Hon. Agyeman-Manu was presenting a paper at the ongoing TICAD 7 in Japan on the topic “Sustainable UHC in Africa through Building Country Ownership”.
He said his sector has carried out studies to create evidence for UHC, adding “we have also undertaken several studies to inform policy and evidence”, which includes CHPS business plan, the Ministry’s programme review, actuarial studies and financial transition roadmap. These, he said, are all geared to fine-tune the systems to ensure that the nation can move a little faster than where it is at the moment.
The Health Minister said significant progress has been made in health governance by the development of the national roadmap. The UHC roadmap, he explained, will define UHC and what it means to Ghanaians so that citizens will be clear about its goals and milestones.
“In our roadmap, we are trying to look at our baseline situation for some parameters we have identified. And want to see if we can flow that up to see what progress we can bring. That apparently will constitute our UHC package of care and services”, the Hon Minister said.

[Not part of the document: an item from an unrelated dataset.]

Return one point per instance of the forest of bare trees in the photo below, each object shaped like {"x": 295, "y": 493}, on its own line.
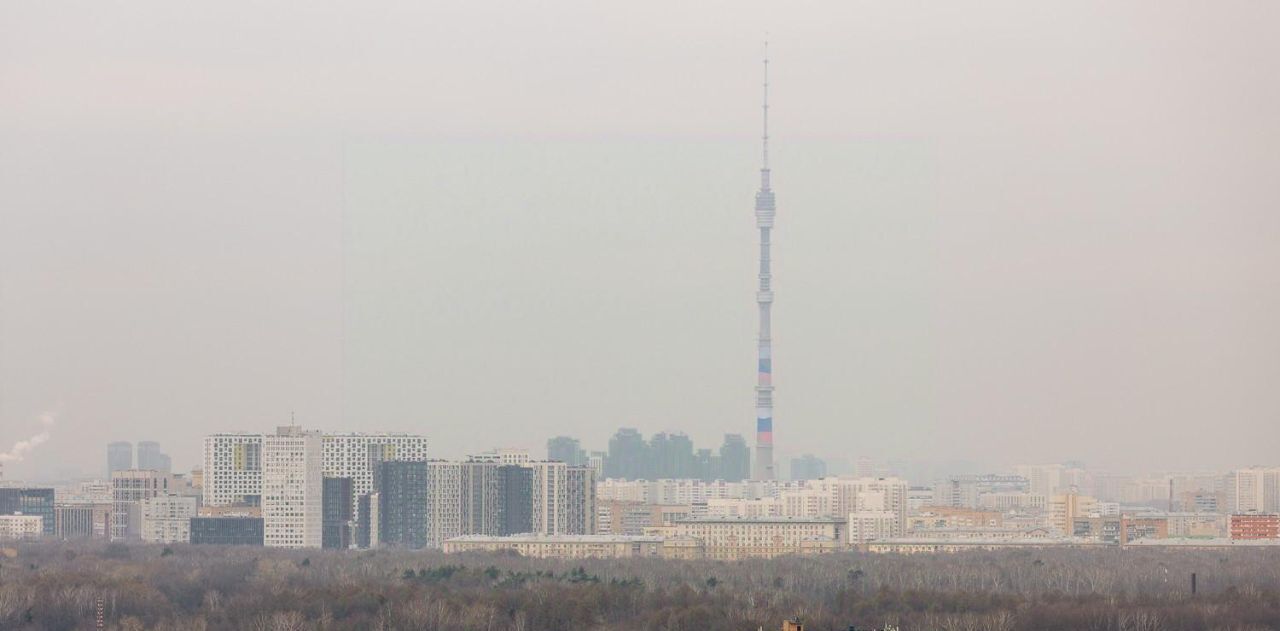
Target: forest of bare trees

On the National Health Insurance Scheme (NHIS), he disclosed that active membership coverage as of 2018 from the baseline survey was about 35 per cent. Hon. Agyeman-Manu believes Ghana should have covered more than 50% but was confronted with some challenges in the last few years before 2017.
“Our macro-economic indicators were bad; monies that should have gone to support health insurance were not going, so providers were not happy with indebtedness of the scheme to them. We, therefore, slowed down”, he said.
Hon. Agyeman-Manu said a lot of people could not access and renew their membership of the scheme around that time. But things have changed, and as of now, people have started renewing their membership. The government has paid all arrears owed service providers and NHIS is gradually working again in the country. “That’s why we move to around 40 per cent and came back to 35 per cent” he added.
On challenges in attaining UHC in Ghana, he said financing activities in the sector while transitioning from external support, and the heavy burden for domestic resource mobilization are key challenges confronting the sector.
Ghana is moving gradually into a middle-income country and donors are withdrawing gradually and the nation would have to make conscious effort to raise resources at the domestic level to fund all these activities. That, according to him, presents a challenge.
We need to increase public confidence in health services and address extra cost issues making NHIS functional. We do not want to leave anyone behind, therefore we are using innovative technologies to make sure we reach hard to reach areas. Strengthening partnerships with the private sector in their response to emergency health needs. We are improving on emergency preparedness.
UHC by Ghana’s definition implies all people living in Ghana should have timely access to high-quality health services irrespective of ability to pay at the point of use.